Background: COVID-19 is known to induce a wide range of symptoms, most likely as a result of fast respiratory deterioration, which
leads to rapid decompensation of the patient's clinical condition. Surprisingly, some patients have both the novel virus and a
secondary bacterial infection, which makes disease management even more difficult. Case report: We reported a case of a patient
with a positive polymerase chain reaction (PCR) test for SARS-CoV-2 presenting a rapidly worsening clinical course due to
superimposed pneumonia diagnosed by laboratory markers and radiologic findings. The first Chest X-ray revealed a voluminous
dense homogenous mass located in the middle lobe of the right lung and scattered alveolar opacities in the left lung field. Nonenhanced chest computed tomography (CT) scanner showed nonspecific imaging features of COVID-19 pneumonia by
consolidation with multifocal, diffuse, perihilar ground-glass opacities.

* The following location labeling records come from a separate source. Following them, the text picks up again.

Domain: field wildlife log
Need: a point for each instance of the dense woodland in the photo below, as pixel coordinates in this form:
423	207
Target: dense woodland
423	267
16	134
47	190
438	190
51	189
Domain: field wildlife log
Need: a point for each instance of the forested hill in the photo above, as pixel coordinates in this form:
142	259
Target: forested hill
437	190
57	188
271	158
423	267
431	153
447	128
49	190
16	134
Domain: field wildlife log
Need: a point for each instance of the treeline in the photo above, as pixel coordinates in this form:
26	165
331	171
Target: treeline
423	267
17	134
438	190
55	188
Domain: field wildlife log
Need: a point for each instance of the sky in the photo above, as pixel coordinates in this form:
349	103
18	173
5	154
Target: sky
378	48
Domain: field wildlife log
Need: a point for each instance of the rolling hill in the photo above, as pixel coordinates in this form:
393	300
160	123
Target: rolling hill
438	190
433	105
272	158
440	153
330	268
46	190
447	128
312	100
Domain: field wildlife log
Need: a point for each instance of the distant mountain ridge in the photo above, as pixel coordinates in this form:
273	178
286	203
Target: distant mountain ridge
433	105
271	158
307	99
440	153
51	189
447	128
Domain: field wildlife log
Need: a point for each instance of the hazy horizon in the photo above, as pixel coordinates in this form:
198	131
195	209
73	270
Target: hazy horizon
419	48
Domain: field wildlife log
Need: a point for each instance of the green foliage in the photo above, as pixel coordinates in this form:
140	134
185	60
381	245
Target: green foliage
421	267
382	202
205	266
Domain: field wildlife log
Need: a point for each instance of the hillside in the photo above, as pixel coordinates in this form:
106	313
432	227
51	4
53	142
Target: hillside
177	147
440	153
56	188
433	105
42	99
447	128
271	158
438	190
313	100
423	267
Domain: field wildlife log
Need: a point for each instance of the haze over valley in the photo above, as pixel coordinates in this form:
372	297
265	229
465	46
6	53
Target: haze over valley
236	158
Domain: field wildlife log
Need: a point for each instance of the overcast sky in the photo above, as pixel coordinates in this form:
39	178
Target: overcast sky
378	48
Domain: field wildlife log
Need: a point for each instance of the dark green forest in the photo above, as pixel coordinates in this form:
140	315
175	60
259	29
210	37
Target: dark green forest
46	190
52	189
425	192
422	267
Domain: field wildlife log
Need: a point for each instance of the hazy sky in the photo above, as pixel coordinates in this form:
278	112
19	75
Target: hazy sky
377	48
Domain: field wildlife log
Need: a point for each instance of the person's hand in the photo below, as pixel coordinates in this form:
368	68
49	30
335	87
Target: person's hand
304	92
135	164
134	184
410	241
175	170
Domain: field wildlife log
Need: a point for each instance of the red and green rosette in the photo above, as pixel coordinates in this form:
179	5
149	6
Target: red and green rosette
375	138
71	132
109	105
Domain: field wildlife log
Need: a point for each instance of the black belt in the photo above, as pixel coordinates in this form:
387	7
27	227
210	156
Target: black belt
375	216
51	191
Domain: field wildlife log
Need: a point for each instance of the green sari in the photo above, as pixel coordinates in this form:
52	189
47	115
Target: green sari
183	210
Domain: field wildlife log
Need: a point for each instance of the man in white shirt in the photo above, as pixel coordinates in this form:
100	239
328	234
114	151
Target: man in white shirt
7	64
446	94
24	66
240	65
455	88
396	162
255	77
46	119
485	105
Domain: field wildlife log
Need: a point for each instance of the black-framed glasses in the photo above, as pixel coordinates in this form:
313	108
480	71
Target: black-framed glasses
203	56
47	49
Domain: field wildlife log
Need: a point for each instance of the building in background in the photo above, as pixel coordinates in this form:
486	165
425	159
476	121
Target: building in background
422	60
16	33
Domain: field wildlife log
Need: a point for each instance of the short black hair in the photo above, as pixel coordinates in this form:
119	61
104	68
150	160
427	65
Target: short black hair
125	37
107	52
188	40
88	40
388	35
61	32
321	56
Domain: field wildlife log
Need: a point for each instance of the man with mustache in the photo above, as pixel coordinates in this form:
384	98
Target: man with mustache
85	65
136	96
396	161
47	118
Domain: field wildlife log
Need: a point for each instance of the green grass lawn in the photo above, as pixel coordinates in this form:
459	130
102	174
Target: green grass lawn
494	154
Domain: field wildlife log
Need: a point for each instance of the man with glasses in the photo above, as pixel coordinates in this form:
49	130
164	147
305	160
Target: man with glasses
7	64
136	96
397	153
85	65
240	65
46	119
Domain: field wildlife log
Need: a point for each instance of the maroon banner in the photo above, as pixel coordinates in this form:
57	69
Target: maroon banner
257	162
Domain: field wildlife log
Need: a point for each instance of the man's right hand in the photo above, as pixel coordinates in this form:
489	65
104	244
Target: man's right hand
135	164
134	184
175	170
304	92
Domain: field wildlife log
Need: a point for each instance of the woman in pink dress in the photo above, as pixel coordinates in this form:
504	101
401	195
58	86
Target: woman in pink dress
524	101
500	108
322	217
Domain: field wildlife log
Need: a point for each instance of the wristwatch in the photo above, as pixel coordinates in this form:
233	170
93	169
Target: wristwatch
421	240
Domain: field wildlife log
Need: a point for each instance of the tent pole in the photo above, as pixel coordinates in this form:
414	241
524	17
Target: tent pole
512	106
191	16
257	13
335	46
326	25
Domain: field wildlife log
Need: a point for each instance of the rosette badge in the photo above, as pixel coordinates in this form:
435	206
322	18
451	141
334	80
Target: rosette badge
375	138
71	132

Repeated chest X-ray showed this mass on the right is larger
and more prominent of the alveolar opacities scattered across the two lung fields. Conclusion: CT findings are critical in assisting
radiologists in quickly recognizing the characteristics of pulmonary lesions and their consequences. One of the imaging findings
consistent with lung super infection consequences is the advancement of consolidation and multifocal nodular opacities, which
presents the clinical symptom and laboratory testing required in these individuals.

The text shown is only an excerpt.